Lightroom presets move each adjustment slider to the exact same position, regardless of where that slider starts. That’s usually fine for sliders like highlights and shadows, where every unedited photo starts at zero, but won’t work as well for things like white balance and tint. A Lightroom preset won’t add, say, 200 degrees to the temperature slider — it will move that slider to the exact temperature value set inside the preset.
This becomes a problem when you apply a preset originally created for a golden hour photo to an image shot under fluorescent lighting. For that reason, most of the time, white balance settings shouldn’t be included in a preset.

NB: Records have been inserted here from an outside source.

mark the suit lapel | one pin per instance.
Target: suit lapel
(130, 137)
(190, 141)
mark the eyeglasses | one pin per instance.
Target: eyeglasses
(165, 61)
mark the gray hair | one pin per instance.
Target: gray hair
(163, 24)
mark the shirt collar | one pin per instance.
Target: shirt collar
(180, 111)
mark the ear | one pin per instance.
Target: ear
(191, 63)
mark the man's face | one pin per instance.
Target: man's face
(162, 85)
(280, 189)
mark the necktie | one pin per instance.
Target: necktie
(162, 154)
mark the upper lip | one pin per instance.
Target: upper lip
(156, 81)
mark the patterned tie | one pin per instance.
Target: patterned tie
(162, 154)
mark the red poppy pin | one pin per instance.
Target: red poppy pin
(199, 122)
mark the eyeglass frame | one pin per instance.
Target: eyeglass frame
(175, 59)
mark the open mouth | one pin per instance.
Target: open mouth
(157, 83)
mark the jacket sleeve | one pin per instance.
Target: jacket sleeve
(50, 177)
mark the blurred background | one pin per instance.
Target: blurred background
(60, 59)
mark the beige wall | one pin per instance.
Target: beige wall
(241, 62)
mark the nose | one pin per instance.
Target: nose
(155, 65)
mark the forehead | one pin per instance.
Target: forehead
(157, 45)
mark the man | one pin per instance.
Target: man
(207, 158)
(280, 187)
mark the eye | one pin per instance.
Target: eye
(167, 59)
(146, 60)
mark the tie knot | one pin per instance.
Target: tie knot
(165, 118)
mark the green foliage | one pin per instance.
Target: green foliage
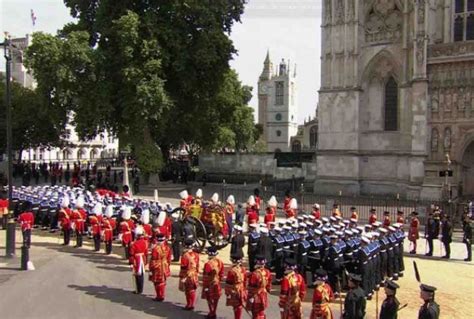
(32, 123)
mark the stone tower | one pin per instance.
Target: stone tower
(277, 105)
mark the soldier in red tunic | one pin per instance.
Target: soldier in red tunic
(235, 289)
(95, 220)
(270, 212)
(138, 259)
(26, 220)
(413, 231)
(292, 293)
(373, 216)
(108, 227)
(322, 296)
(64, 217)
(188, 275)
(78, 217)
(160, 266)
(316, 211)
(126, 227)
(260, 283)
(212, 275)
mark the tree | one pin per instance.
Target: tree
(32, 123)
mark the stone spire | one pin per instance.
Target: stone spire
(267, 72)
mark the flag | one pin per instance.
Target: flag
(33, 17)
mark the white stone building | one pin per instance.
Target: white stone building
(277, 105)
(103, 146)
(397, 95)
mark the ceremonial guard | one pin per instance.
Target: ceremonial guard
(430, 309)
(322, 296)
(95, 220)
(447, 234)
(126, 227)
(64, 218)
(235, 288)
(138, 258)
(108, 227)
(79, 216)
(316, 211)
(292, 293)
(467, 236)
(160, 266)
(26, 220)
(390, 304)
(413, 231)
(259, 286)
(354, 304)
(188, 275)
(212, 275)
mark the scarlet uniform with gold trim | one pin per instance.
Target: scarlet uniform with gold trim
(260, 283)
(212, 275)
(269, 215)
(126, 228)
(322, 296)
(235, 289)
(139, 256)
(292, 293)
(160, 268)
(64, 217)
(188, 276)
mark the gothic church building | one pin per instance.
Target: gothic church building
(396, 98)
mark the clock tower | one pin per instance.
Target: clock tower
(277, 105)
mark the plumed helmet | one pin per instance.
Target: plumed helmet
(231, 200)
(80, 202)
(272, 202)
(251, 200)
(65, 201)
(109, 211)
(183, 194)
(215, 198)
(139, 231)
(126, 213)
(199, 193)
(160, 220)
(145, 218)
(293, 203)
(97, 209)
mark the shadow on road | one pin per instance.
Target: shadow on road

Of course, white balance is the only thing that looks different under different lighting conditions. Everything from saturation to contrast may require different amounts of fine tuning based on the situation. One solution to this is to create separate presets, maybe one for outdoor images and one for indoor images, or one for harsh light and one for soft light, etc.
Presets also aren’t the only Lightroom tool for quick photo edits — the sync tool also applies the same settings to multiple images. Both tools, however, have very different uses. A preset is ideal for creating a style that you can apply to images in multiple collections. The sync tool can correct images taken under similar conditions. Where presets are ideal for styles, syncs can also be used for correcting errors.

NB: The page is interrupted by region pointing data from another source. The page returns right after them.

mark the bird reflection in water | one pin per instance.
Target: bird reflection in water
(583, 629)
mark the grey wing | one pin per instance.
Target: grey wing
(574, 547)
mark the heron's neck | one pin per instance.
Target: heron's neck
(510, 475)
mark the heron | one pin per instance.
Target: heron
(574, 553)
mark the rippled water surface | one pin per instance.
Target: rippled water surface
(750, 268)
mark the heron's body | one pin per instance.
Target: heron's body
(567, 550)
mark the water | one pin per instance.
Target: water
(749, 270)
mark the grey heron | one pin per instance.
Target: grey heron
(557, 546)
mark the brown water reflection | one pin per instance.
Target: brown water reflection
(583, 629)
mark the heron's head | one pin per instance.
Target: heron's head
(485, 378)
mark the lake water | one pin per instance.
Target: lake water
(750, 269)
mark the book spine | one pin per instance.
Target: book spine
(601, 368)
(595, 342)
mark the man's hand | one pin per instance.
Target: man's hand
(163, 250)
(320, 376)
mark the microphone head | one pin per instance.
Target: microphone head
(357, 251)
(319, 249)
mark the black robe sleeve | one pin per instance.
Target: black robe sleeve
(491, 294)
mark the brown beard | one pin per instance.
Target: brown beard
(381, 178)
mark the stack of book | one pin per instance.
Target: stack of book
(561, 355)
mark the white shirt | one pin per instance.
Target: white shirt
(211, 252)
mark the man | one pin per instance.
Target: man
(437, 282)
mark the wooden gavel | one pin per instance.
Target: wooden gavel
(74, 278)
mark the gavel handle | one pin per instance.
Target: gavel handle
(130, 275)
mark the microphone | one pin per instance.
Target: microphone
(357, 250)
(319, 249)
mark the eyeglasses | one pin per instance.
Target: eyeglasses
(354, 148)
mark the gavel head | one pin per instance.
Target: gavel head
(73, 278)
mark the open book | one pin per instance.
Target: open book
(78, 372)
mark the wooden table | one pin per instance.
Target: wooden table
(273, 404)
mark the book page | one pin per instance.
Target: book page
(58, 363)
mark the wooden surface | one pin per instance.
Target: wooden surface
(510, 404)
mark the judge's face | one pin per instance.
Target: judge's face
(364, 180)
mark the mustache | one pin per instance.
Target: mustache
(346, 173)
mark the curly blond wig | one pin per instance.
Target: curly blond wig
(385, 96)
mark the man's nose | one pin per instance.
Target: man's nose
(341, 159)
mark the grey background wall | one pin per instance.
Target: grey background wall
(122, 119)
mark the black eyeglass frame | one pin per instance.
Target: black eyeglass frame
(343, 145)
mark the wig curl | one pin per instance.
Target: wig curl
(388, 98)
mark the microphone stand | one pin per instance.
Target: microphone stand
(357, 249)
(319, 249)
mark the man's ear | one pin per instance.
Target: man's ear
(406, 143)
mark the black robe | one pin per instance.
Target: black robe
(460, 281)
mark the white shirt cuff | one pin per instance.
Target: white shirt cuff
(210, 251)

1. Edit an image with the adjustments that you’d like to save as a preset.
A Lightroom preset starts by simply adjusting a single image as you normally would.
Any adjustment is fair game, but keep in mind the adjustment will be applied to every image that you use the preset on. If you increase the exposure because the original was too dark, you’ll also brighten the exposure for images that were already properly exposed. That will only make the editing process longer, since you’ll be going back and reversing what the preset adjusted.
Fortunately, Lightroom gives you the option to exclude an adjustment from the preset.
2. Save a new preset.
Lightroom will take those adjustments and turn them into a preset for you with a few quick steps, but the process varies slightly between Lightroom Classic and Lightroom CC.
In Lightroom Classic, click on the plus icon at the top of the preset tab on the left and select “create preset.” In the window that pops up, give your preset a name and choose a group to save the new preset in. Then, use the check marks to indicate which adjustments you would like to include in the preset. For example, you may want to uncheck the white balance adjustment if you touched those sliders, or every image will be given an identical white balance value regardless of the setting in the original image. Then, click Create.
In Lightroom CC, navigate to the presets panel inside the edit panel. Click the three dots icon and select “create preset.” Choose a name and click save. In CC, presets are automatically saved in the User Presets category.
3. Apply the preset.
Once created, you can apply that preset in just a few clicks. Highlight the image or images to apply the changes to, then just select the preset you created from the presets panel.
If the preset doesn’t work quite as expected, you can easily edit that preset. Apply the preset to the image, then make the changes that you want to make to the image itself. Then, right click on the preset and choose “update with current settings.” (The update process is the same in both Lightroom Classic and Lightroom CC.)
In Lightroom Classic, presets are good for more than just making adjustments to single images. You can also apply a preset as you import each image — just look for the “apply during import” option.
Classic also allows you to create a metadata preset to add the same copyright data or keywords to a photo — in the Library module under the metadata panel, choose “edit preset” from the preset dropdown menu. You can also create export presets by going to File > Export, then, with the export settings you’d like selected, click the add button on the left under the preset list.
Lightroom Classic also allows you to create new presets for brushes and masks. In the brush, graduated filter, or radial filter tool, make the adjustments you’d like to save to the slider. Them, in the effect dropdown menu, choose “save current settings as new presets.” The three tools share the same presets, so once you make a brush preset, it will also be available as a graduated filter and radial filter. Brush and mask presets are helpful for common retouching tasks like whitening teeth and brightening eyes.
Lightroom presets both save time and allow photographers to establish consistency in their photo edits — and they are simple to make. There are some presets that are worth downloading, such as options inspired from real film, but creating your own presets allows you to apply your own style to all your images, quickly.